Each review contains several pieces of information:

  • C-section rate: This is the percentage of deliveries that end in c-section. The World Health Organization recommends a rate of 10-15%, even when accounting for high-risk pregnancies. The higher the figure, the more likely it is that a hospital is performing unnecessary c-sections or recommending interventions that increase the need for c-sections.

  • NICU level: Higher level NICUs can provide more specialized care to sick or very premature babies. People with high-risk pregnancies may need to give birth at hospitals with a higher level NICU.

  • Baby Friendly: Baby-Friendly USA is an initiative designed to promote breastfeeding. Baby-friendly hospitals encourage skin-to-skin contact, do not routinely give formula or separate mother and baby, and have actively worked to promote breastfeeding. Hospitals without this designation may still support breastfeeding, but either have not sought certification or have not done enough to earn it.

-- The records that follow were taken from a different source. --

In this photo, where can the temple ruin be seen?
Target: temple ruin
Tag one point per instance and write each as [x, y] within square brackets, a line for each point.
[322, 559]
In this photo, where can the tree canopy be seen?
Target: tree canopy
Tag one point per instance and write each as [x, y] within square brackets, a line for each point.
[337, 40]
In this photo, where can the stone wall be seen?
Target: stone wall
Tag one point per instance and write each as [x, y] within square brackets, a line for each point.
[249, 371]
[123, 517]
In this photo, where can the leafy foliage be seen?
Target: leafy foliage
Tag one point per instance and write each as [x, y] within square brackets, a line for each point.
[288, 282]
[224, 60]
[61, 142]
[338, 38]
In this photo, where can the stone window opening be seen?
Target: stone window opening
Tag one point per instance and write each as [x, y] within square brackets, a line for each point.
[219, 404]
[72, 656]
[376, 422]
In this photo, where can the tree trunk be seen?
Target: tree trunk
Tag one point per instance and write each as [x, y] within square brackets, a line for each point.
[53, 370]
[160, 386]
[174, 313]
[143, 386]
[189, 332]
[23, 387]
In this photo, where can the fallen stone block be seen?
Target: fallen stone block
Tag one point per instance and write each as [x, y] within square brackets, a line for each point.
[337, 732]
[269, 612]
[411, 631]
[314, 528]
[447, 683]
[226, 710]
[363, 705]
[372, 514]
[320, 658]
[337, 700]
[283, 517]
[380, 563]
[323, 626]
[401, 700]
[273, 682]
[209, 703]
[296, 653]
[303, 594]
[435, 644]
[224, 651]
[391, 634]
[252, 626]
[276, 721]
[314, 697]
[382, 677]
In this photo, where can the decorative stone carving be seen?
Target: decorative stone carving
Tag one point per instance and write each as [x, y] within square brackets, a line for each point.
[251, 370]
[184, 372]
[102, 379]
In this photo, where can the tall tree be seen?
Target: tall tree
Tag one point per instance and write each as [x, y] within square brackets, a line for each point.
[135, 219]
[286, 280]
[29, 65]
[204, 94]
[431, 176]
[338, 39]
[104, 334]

  • Leapfrog Safety Grade: The Leapfrog Group provides safety ratings to hospitals based on a range of data sources. This grade applies to the hospital as a whole, not just labor and delivery.

  • Water birth: This indicates whether the hospital allows delivery in water.

  • Chargemaster document: The law now requires hospitals to disclose their standard prices for various procedures. The chargemaster document provides a glimpse into what you can expect to pay.

  • Hospital guidelines: Many hospitals publish brief books for new parents, or publish their labor and delivery practices online. These documents reveal much about what you can expect. Sometimes they outline hospital policies; in other cases, the tone of these documents provides important clues about how birthing people can expect to be treated during labor and delivery.